Ruyu had flatly refused to join in Paul’s homecoming. His picture of their future was claustrophobic for her. There would be the creeks he had waded and fished when he was young, the ice cream stand where he had bought a cone for a high school girlfriend; Ruyu did not mind that he had a past, but she refused to be absorbed into his, or anyone else’s, history.

Compared to her first divorce, the second was more subdued, less dramatic. She had been fond of Paul, even if she had not loved him; she had learned to be among people — his friends and colleagues — and to dress in a way that made him proud, and to be witty, even flirty at times. If anything, the five years of marriage had taught her that she could fit into any role if she made an effort, though nothing satisfied her more than staying at a distance, watching people until she could see through them. Paul’s dream to become a millionaire, unrealized, had not saddened her. She had not minded seeing his folly confirmed; she felt pleased, even, as she would feel when she saw any mortal’s falling.

The water in the bathtub had turned lukewarm, and reluctantly Ruyu pulled herself out of it. The concerto had long since ended, but she had not noticed the quiet until then. In the vast world out there, those who had crossed paths with her were living in their safe cocoons; and those who had died — her grandaunts, for instance, or Uncle, or Shaoai — what had become of them?

Ruyu did not miss her grandaunts in the sense she had never missed her parents. The four of them had taken enough from her; what had been left was to be either cherished or else discarded with an insensitiveness that matched theirs. Uncle’s death had caused, however transient, a ripple of melancholy in Ruyu’s heart, followed by relief: Uncle had been one of those whose lives were saturated by unwarranted sadness, and what could be a kinder antidote to sadness than death itself?

Shaoai’s death, granted mercifully at long last, must be an antidote, too. Despite sounding ruthless, Ruyu had meant it when she told Edwin that Shaoai’s death had come too late, not only for the one waiting for death but for those around her. With each year’s passing Ruyu was a year older than Shaoai, whom she had known only as a young woman. A strange feeling stirred in Ruyu when the thought occurred that Shaoai had been young at the time; innocent even, but was it real innocence when it could be — and had been — used to taint another person? And then, the worst battle, Ruyu thought, is fought between the innocent: not knowing how to spare themselves, they don’t for a moment feel mercy for the other.

12

The celebration in Tiananmen Square on October 1 came and went; eventless, Moran could not help thinking with disappointment, as she had wondered if people would find ways to protest the event, which took place only four months after the bloodshed there.
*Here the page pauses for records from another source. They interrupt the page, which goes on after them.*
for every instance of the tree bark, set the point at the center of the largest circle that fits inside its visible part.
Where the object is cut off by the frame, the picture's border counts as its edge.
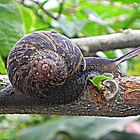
(126, 102)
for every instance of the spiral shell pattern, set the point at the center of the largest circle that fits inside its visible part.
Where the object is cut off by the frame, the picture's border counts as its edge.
(42, 60)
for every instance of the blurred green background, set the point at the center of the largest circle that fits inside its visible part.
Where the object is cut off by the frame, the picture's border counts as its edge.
(73, 18)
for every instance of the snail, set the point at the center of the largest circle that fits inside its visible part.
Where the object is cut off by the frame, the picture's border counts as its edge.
(48, 65)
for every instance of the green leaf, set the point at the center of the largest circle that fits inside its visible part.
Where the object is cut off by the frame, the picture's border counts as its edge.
(2, 67)
(11, 28)
(28, 18)
(73, 129)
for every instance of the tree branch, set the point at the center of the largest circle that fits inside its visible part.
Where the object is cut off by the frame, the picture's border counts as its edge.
(126, 102)
(126, 39)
But bloodshed, even if it hadn’t been forgotten, cast little shadow on this day. There was no one climbing up the pole of the streetlight to shout out slogans, nor was there any organized sabotage — a homemade explosive tube thrown into the crowd not to hurt people but to cause havoc, a false alarm message to deceive people into an evacuation — as she and Boyang had wishfully imagined.

The only drama of the day happened earlier in the afternoon. When they gathered at the school, Headmistress Liu distributed two lipsticks to every homeroom, saying it was a district order that the girls look more festive. No one pointed out that wearing makeup was prohibited in school, as was clearly written in the students’ manual. When it was Ruyu’s turn, she passed the tube to the next girl in line without applying it.

“But why?” asked the class monitor. “It’s not poisonous.”

Moran bristled, ready to defend her friend. Ruyu was not one to make trouble and attract undue attention to herself, even though she had not put on a festive dress as instructed. She had on, for the day, a long-sleeved cotton smock, greenish gray, one of those she had brought with her from home; the only color about her, bright against her anemic skin, was the red gauze required for the dancing, which — unlike the other girls who wore the gauze as a scarf or a headband or even as a flower on their chest — she wound around her wrist.